If you look up lists of the stocks that have grown the most from IPO to their all-time high, or the venture capital investments that have had the best ROI, you see some numbers in the 1,000x to 10,000x range. So, a 10,000x cap would not be unreasonable.
If you think the amount of wealth generated by AGI will be essentially unlimited and defy calculation by conventional standards, then it shouldn't be a problem to have a cap of 10,000x or even 100,000x or 1,000,000x, since that would still end up being a small percentage of the overall amount of wealth generated by AGI.
- ^
I used this compound interest calculator to figure this out: https://www.investor.gov/financial-tools-calculators/calculators/compound-interest-calculator I rounded these numbers to the nearest ten.

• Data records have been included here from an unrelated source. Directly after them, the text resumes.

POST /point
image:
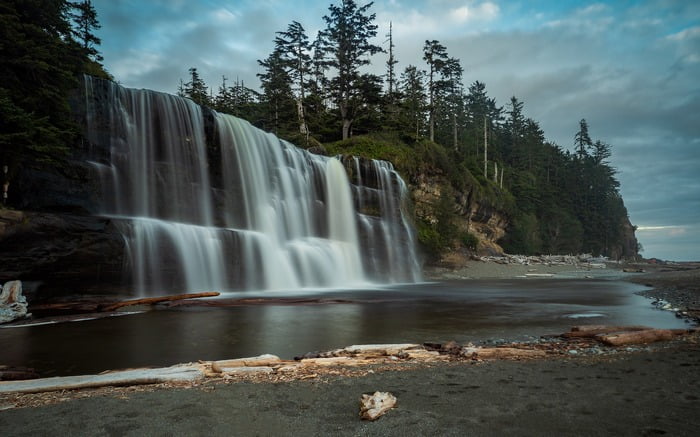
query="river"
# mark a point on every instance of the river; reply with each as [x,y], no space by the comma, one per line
[464,311]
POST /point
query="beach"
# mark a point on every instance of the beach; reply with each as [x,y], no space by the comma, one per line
[641,390]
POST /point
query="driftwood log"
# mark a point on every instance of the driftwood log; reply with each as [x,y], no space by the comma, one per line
[591,331]
[500,353]
[636,337]
[154,300]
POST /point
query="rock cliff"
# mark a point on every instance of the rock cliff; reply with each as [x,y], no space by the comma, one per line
[472,216]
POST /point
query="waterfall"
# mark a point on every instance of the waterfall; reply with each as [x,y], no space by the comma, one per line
[206,201]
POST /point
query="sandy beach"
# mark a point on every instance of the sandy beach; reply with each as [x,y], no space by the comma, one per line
[648,390]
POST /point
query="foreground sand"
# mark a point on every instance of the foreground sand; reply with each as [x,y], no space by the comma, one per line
[635,391]
[641,393]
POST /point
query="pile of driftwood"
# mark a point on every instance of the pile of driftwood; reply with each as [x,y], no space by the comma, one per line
[624,335]
[272,368]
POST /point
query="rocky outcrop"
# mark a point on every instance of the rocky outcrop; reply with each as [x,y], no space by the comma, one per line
[61,254]
[477,218]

SummaryBot @ 2025-05-07T16:04 (+1)
Executive summary: OpenAI’s announcement that its nonprofit will retain control of the company appears to be a partial concession to critics, but accompanying structural changes — particularly the likely elimination of profit caps — suggest a deeper shift toward investor-friendly governance, raising doubts about whether the nonprofit’s oversight will meaningfully constrain for-profit incentives.
Key points:
- Nonprofit control retained, but profit caps likely removed: OpenAI affirmed that its nonprofit will remain in control, but Sam Altman’s statements indicate a move toward a traditional corporate structure, suggesting the elimination of previously pledged profit caps meant to ensure mission alignment.

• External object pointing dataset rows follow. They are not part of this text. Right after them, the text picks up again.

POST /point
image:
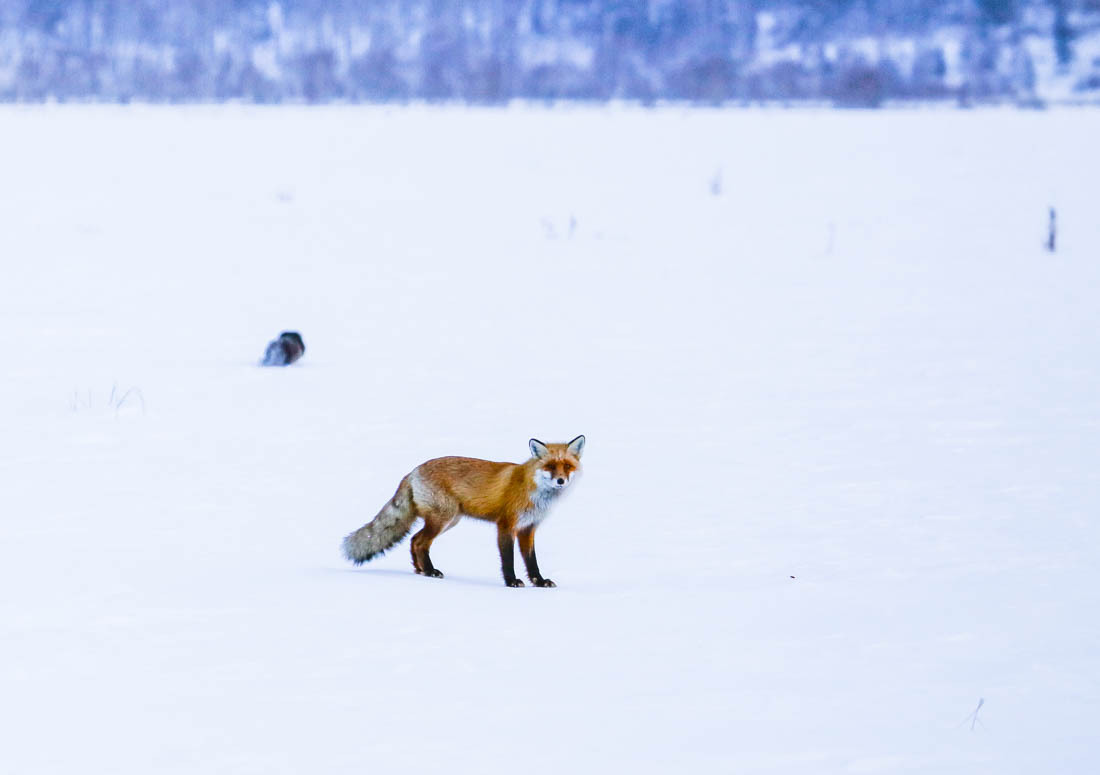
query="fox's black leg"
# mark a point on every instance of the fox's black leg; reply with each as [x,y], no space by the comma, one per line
[527,549]
[421,542]
[505,543]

- Profit cap removal implies high investor expectations: The shift away from capped returns, despite claims of lower expected profits, suggests investors still see massive potential upside — undermining claims that profit limitations were obsolete or merely complex.
- Questions around investor clawbacks and nonprofit compensation: While OpenAI hasn’t clarified whether investors can demand repayment of $26.6 billion due to missed restructuring deadlines, the post predicts that eliminating profit caps is part of a broader deal including significant nonprofit compensation.

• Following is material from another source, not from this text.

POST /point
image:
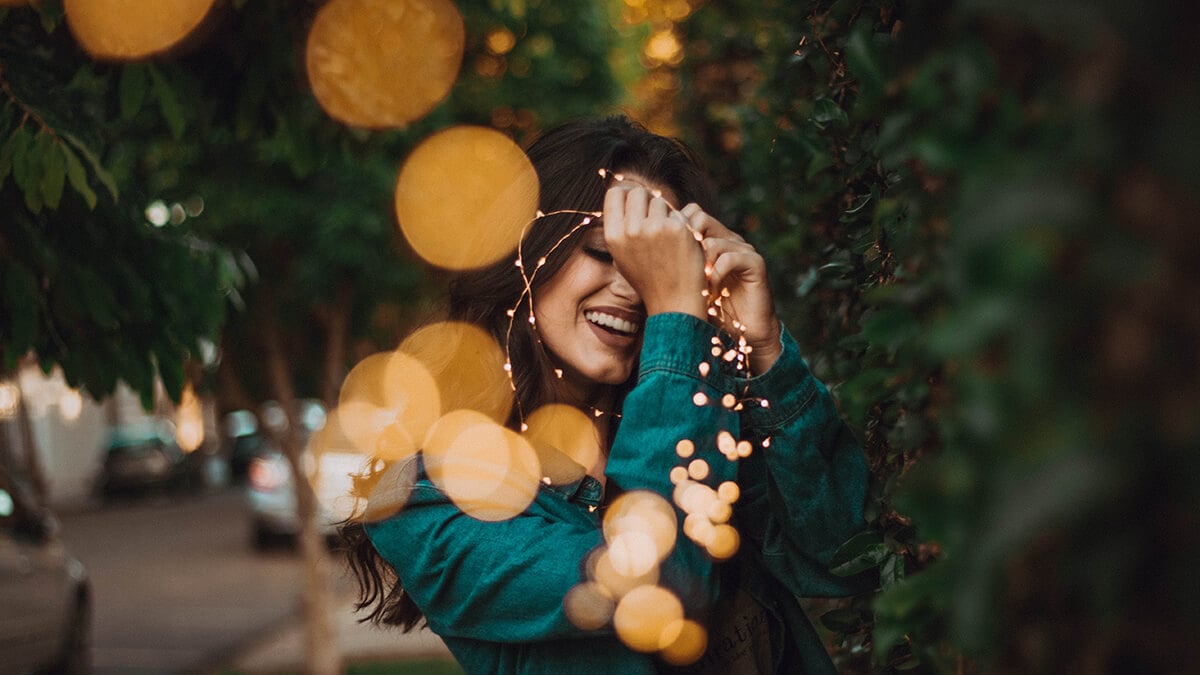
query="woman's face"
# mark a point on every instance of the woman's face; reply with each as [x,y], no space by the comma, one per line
[589,317]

- Board independence and meaningful control remain unclear: Though the nonprofit technically appoints the board of the for-profit entity, the same individuals currently sit on both boards, raising concerns about the board’s ability to act independently — especially after the reversal of Altman’s firing in 2023.
- Potential strategic use of nonprofit funds: The author expects the nonprofit to use new funds to buy OpenAI services for governments and nonprofits, especially those with regulatory power over the company.
- Cautious reception from critics: Some civil society leaders and former employees express skepticism, noting that real nonprofit control hinges on enforceable duties and independent oversight, not just legal structure — and that OpenAI’s shift came only under public and legal pressure.